Sleep apnea: less tongue fat, more air

Losing weight is an effective treatment for obstructive sleep apnea, breaks in Breathing in sleep. Why, exactly, losing weight will help, was unclear. Now researchers have found evidence to suggest that it could be due to less fat in the tongue.

Researchers from the Perelman School of Medicine at the University of Pennsylvania have investigated with the help of magnetic resonance imaging (MRI), such as a weight loss affects the upper respiratory tract. In the process, they have found that less tongue fat the severity of obstructive sleep apnea improves.

In 2014, Dr. Richard Schwab, chief of sleep medicine was established, and his Team, in a comparison of obese individuals with and without sleep apnea, that those who had drop-outs with nightly Breathing larger tongue and more tongue fat than those without sleep apnea. Therefore, they tested to the 67 participants of a weight loss of about ten per cent, affected, and observed that the sleep apnea-values improved to 31 per cent.

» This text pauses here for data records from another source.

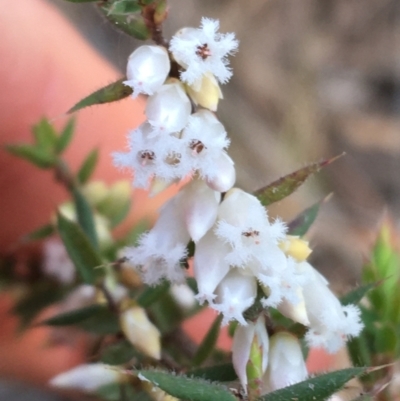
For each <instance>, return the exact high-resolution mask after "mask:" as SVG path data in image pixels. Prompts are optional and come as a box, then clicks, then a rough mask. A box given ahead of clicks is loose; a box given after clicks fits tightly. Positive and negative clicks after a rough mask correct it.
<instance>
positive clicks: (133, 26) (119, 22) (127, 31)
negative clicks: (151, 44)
mask: <svg viewBox="0 0 400 401" xmlns="http://www.w3.org/2000/svg"><path fill="white" fill-rule="evenodd" d="M110 9H111V6H110V5H107V4H105V5H102V6H100V10H101V11H102V12H103V13H104V15H105V16H106V18H107V19H108V20H109V21H110V22H111V23H112V24H113V25H114V26H115V27H116V28H118V29H120V30H121V31H123V32H125V33H126V34H128V35H129V36H132V37H134V38H135V39H139V40H147V39H150V38H151V32H150V29H149V28H148V27H147V25H146V23H145V21H144V19H143V17H142V15H140V14H139V13H137V14H126V15H114V14H112V11H111V10H110ZM123 80H125V79H122V80H121V82H122V81H123ZM125 88H128V87H125ZM125 90H126V89H125ZM129 90H130V93H129V94H128V95H127V96H129V95H130V94H131V93H132V90H131V89H130V88H129ZM124 97H125V96H124ZM116 100H119V99H116Z"/></svg>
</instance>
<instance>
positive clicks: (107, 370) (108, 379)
mask: <svg viewBox="0 0 400 401" xmlns="http://www.w3.org/2000/svg"><path fill="white" fill-rule="evenodd" d="M124 378H125V375H124V374H122V373H121V372H119V371H118V369H116V368H115V367H113V366H108V365H104V364H102V363H93V364H85V365H79V366H77V367H75V368H73V369H71V370H68V371H67V372H63V373H60V374H59V375H57V376H55V377H53V378H52V379H51V380H50V382H49V384H50V386H53V387H58V388H64V389H71V390H81V391H85V392H89V393H92V392H95V391H96V390H98V389H99V388H100V387H102V386H106V385H107V384H111V383H119V382H121V381H123V380H124Z"/></svg>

"Most clinicians and experts in the world of sleep apnea do not have the treatment normally to fat in the tongue konzentriert", Schwab said. "Now, since we know that tongue fat is a risk factor and the sleep apnea is improved when the tongue fat is reduced, we have set up a unique therapeutic target that is new."

The study’s authors are already considering what methods to use tongue fat targeted could reduce, possibly with cold therapies, how to reduce stomach fat be used. They are also interested in whether there may not be sleep apnea-patients who are in their BMI, while obese, but nevertheless, a lot of tongue fat.